Tuesday, June 19, 2007

YouTubesday: Television and the Young James, Part 1

Like many things in my childhood television consumption was a closely regulated thing in our house. We were allowed no more than one hour of television per day, including weekends. Now like many of the regulations in the house this could be worked around in a variety of semi-ingenious ways. Watching educational shows like "Nova" or "Nature" with dad was sometimes effective until the parentals caught on to what we were doing. When my sister and I could agree on a show we would sometimes attempt to say that the television being watched only counted against her television since I was playing with G.I. Joes and just happened to be in the same room, or vice versa. This pretty much never worked. This jackboot of oppression meant that I had to wait until my teenage years before I could enjoy such classics as "The Dukes of Hazzard" because, lets face it, there was much more important television out there to be watched. Things like "Fraggle Rock":

Like "The Muppet Show" (previously discussed here) "Fraggle Rock" was one of the shows we could watch without sacrificing any of our precious television time. My dad really enjoyed Jim Henson's work and so we got a free pass on this one, at least until we cancelled HBO.

Even though neither of my parents are what you would call sci-fi/fantasy fans I think a lot of my affinity for this sort of escapism comes from them. I can remember my dad reading The Hobbit to me when I was very young and he took me to see Ralph Bakshi's 1978 film adaptation of The Fellowship of the Ring and The Two Towers. Together they managed to take me to see "Star Wars" three times in the theater, therefore it should come as no surprise that I spent more than one of my precious hours of television watching the sci-fi shows that cropped up in the wake of the "Star Wars" phenomena. In particular I remember enjoying "Battlestar Galactica":

Starring the unfortunately named Richard Hatch, Dirk Benedict (who will appear later in this post), and Lorne Greene, who for the longest time I would confuse with Lorne Michaels of SNL fame, the original "Battlestar Galactica" saw a theatrical release of the pilot episode in a few countries before it hit TV screens on September 17, 1978. Sadly in its original incarnation "Battlestar Galactica" would only last one season. Fortunately Glen A. Larson was more than ready to fill the sci-fi void with his next epic, "Buck Rogers in the 25th Century":

This show was very important to a young, developing James, as it is the first time I can remember noticing a woman and...well lets just say that Erin Grey as Col. Wilma Deering had me saluting. Apparently she had the same effect on Buck. Don't believe me? Just check out what his dreams are made of:

I would just like to say that late 70s sci-fi uniforms are still hot, although I could have done without the dancing sequence, I mean come on Buck, really? I was only seven or so at the time and even I knew that dancing like that was not going to land you a hot buttered muffin like Erin Grey.
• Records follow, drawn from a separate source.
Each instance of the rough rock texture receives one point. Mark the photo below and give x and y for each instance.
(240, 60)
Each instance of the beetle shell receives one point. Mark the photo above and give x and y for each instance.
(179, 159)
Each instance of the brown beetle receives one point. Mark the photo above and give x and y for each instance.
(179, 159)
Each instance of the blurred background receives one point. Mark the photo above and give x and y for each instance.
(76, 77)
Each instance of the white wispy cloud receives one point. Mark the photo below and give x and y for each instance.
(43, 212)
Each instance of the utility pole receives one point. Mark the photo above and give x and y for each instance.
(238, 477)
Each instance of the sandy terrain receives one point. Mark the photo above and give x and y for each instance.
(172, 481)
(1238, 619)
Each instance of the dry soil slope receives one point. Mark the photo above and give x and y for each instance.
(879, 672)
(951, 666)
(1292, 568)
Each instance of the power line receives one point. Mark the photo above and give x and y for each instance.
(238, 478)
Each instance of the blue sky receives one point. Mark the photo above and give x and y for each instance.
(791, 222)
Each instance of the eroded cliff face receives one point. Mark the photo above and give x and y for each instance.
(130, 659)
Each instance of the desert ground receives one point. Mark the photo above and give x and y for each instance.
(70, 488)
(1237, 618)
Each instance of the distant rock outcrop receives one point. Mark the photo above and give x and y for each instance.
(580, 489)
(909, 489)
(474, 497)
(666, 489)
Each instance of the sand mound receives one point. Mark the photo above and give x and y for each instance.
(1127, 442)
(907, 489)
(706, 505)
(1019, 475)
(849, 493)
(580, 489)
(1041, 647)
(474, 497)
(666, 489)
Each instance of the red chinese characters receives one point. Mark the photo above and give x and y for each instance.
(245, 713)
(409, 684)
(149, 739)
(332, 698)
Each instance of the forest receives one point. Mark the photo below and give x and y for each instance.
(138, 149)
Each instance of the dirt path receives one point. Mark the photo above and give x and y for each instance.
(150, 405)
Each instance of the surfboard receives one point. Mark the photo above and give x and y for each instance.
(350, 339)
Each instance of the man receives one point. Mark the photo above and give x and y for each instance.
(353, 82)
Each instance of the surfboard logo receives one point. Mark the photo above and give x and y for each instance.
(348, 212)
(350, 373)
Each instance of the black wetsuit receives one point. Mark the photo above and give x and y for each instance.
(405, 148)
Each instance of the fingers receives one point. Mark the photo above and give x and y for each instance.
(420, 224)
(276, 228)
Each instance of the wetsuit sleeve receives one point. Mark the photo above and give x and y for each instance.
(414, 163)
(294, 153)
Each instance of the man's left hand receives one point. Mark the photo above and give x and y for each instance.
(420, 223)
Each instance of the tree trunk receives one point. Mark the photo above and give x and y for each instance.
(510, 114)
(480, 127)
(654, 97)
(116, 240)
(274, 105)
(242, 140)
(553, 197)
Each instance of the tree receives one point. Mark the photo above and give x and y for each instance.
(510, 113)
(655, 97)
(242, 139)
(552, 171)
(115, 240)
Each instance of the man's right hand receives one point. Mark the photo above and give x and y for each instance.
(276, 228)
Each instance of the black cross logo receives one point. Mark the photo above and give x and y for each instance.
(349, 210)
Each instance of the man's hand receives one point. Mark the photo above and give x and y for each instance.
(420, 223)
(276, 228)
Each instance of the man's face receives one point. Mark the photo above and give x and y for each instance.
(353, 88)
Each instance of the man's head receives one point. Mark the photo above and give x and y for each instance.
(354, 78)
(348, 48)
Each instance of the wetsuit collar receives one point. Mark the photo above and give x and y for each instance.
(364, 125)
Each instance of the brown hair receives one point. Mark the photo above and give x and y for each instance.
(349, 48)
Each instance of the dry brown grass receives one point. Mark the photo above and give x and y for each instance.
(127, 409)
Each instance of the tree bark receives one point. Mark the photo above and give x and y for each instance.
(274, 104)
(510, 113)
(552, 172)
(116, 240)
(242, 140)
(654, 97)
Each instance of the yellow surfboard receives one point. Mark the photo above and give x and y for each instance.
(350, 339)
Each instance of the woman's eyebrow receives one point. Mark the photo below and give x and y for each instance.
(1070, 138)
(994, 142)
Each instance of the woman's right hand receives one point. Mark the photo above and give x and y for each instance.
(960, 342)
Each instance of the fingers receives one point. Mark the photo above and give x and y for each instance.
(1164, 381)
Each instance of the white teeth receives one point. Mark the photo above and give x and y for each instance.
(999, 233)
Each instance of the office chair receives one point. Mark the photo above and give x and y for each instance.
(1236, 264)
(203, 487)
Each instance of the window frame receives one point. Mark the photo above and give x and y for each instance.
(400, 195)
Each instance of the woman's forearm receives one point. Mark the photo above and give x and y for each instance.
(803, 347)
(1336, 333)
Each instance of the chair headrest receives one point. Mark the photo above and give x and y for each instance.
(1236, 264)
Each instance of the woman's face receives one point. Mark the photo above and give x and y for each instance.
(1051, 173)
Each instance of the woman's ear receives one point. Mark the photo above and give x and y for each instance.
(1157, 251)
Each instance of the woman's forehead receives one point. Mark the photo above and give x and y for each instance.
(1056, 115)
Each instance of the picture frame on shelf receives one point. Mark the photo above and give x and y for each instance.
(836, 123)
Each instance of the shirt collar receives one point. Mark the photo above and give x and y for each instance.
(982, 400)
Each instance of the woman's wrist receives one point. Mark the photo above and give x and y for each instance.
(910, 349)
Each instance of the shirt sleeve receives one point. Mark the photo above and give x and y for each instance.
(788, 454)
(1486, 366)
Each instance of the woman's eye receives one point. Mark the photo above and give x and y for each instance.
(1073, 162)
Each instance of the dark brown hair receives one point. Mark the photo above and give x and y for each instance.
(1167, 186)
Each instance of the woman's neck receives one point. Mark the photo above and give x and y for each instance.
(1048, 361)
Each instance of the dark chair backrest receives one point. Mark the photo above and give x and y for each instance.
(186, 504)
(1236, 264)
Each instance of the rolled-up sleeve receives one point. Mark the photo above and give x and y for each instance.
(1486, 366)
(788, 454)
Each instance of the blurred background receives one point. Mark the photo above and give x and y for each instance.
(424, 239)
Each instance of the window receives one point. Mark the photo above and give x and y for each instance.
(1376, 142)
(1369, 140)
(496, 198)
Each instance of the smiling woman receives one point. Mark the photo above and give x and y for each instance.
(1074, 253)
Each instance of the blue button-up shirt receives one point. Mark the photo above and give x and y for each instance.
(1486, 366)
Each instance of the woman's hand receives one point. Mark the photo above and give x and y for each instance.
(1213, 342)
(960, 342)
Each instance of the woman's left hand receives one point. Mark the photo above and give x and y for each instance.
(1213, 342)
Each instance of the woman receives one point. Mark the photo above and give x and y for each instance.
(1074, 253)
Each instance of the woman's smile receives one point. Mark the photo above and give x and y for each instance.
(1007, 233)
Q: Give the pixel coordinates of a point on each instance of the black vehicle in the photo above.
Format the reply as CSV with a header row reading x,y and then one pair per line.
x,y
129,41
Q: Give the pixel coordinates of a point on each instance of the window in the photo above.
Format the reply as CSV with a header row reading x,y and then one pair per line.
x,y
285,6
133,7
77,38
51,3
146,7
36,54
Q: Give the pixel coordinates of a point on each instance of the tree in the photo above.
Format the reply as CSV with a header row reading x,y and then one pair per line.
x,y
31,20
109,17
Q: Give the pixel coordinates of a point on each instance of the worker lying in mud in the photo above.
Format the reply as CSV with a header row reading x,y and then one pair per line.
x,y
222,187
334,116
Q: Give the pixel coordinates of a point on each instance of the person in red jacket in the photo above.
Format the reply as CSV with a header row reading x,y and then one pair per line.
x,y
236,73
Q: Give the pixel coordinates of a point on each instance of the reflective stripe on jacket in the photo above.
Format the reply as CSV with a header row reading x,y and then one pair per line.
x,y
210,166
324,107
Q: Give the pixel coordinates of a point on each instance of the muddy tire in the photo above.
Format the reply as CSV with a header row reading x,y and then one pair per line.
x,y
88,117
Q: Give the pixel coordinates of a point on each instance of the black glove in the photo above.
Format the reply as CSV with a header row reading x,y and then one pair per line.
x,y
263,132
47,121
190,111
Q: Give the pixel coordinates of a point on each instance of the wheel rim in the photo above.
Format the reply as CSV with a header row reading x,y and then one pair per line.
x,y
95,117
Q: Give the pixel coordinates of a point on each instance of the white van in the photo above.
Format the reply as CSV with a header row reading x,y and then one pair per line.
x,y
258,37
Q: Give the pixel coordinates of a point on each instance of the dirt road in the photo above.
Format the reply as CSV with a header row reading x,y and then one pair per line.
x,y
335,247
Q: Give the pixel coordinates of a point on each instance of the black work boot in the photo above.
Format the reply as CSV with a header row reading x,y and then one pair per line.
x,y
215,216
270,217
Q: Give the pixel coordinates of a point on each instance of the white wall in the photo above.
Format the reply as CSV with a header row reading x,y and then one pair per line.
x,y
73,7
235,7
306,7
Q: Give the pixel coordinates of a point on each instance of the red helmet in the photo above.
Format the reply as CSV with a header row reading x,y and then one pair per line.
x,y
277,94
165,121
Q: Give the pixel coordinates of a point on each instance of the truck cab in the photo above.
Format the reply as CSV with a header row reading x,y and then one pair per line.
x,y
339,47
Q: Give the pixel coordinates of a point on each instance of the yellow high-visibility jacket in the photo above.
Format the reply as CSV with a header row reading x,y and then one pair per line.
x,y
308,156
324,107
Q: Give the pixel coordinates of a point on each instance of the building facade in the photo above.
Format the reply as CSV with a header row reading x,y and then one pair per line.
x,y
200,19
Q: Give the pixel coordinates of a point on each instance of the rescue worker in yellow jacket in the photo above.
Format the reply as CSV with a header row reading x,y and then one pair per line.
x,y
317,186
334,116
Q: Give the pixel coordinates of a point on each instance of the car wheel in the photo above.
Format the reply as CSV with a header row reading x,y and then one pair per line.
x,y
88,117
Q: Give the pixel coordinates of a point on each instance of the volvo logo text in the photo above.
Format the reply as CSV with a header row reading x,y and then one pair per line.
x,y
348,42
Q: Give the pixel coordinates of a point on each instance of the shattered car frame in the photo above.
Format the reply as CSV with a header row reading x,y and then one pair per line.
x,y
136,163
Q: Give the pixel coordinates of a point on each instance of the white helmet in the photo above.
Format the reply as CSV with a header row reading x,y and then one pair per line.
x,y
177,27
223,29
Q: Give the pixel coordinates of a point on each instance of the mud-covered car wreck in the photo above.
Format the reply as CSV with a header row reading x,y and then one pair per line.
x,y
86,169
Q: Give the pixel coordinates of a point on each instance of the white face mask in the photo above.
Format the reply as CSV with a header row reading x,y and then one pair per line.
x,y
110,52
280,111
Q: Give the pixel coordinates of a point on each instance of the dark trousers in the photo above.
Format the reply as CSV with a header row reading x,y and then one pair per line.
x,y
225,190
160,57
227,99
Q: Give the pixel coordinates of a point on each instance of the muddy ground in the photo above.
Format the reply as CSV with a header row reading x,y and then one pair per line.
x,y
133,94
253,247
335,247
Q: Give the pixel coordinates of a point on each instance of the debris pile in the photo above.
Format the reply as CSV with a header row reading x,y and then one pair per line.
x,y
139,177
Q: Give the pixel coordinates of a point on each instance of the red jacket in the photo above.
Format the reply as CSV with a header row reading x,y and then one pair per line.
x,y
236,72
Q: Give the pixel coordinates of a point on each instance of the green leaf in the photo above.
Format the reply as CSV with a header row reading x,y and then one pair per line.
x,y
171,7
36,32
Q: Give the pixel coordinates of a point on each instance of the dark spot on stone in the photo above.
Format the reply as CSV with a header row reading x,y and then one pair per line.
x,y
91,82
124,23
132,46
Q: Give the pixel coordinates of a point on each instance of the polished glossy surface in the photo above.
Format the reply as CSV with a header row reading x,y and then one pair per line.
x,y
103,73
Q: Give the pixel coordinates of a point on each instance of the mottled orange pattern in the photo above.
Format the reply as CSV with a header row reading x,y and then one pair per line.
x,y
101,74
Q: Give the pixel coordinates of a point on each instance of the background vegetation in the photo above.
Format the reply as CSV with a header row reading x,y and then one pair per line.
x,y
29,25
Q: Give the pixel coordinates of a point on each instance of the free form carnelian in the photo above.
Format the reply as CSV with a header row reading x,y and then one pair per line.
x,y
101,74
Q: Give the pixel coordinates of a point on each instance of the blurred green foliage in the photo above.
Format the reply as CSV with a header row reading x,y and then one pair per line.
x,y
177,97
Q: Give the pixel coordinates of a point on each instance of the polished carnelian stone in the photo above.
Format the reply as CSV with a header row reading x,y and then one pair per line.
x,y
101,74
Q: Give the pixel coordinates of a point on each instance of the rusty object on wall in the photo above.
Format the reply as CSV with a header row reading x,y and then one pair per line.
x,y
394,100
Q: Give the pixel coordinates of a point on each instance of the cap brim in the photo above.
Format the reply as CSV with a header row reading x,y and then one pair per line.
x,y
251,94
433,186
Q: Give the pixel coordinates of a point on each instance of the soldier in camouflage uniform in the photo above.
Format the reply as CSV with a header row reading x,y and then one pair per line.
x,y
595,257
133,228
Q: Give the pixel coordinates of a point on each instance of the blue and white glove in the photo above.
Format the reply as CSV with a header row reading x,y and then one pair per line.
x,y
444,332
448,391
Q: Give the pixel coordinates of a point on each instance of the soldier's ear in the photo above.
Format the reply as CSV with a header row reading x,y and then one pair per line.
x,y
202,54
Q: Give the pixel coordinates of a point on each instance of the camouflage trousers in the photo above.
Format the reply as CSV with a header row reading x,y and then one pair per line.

I was shocked to learn that the pilot episode had a very different opening sequence and there are actually words to the theme song. "For five hundred years Buck Rogers drifted through a world in which reality and fantasy merged into a timeless dream."

I think we all know what is what in this opening. Much like "Battlestar Galactica," "Buck Rogers in the 25th Century" did not stick and ended up being cancelled after just two seasons. At this point sci-fi television faded from my radar, although I did enjoy what few episodes of "Misfits of Science":

Starring a young Courtney Cox and featuring future "Heroes" creator Tim Kring as the writer for one of the sixteen episodes, the show did not even make it to a full season before the plug was pulled. After this, for me, science fiction would be the realm of cartoons until the release os "Star Trek: The Next Generation" in 1987 as I was not allowed to watch the "V" miniseries and "The Greatest American Hero" was somehow off my radar at the time. Speaking of "The Greatest American Hero" lets go ahead and throw the opening for that one up here as it is notable for the song, if nothing else:

Too bad because in retrospect, while she is no Erin Grey, Connie Sellecca is pretty easy on the eyes.

During this time I was also a fan of "Whiz Kids" another ill-fated show which almost made it one whole season before being cancelled.

Much like "Revenge of the Nerds" and "Cloak and Dagger" would in 1984, this show really appealed to the nerd-pupae that I was.

Wow kids, it is already getting late and I have barely gotten through 1984. I guess we are going to have to make this one a two parter. Oh well. As a parting gift I will leave you with these clips from "Buck Rogers." First up we have Erin Grey and Brianne Leary in a steam room with a rope:

And we'll end with Col. Wilma Deering in spandex preparing for Buck's birthday party:

Was that a condom joke in there? Why yes! I think it was. Go on Buck, drink Bacardi like its your birfday.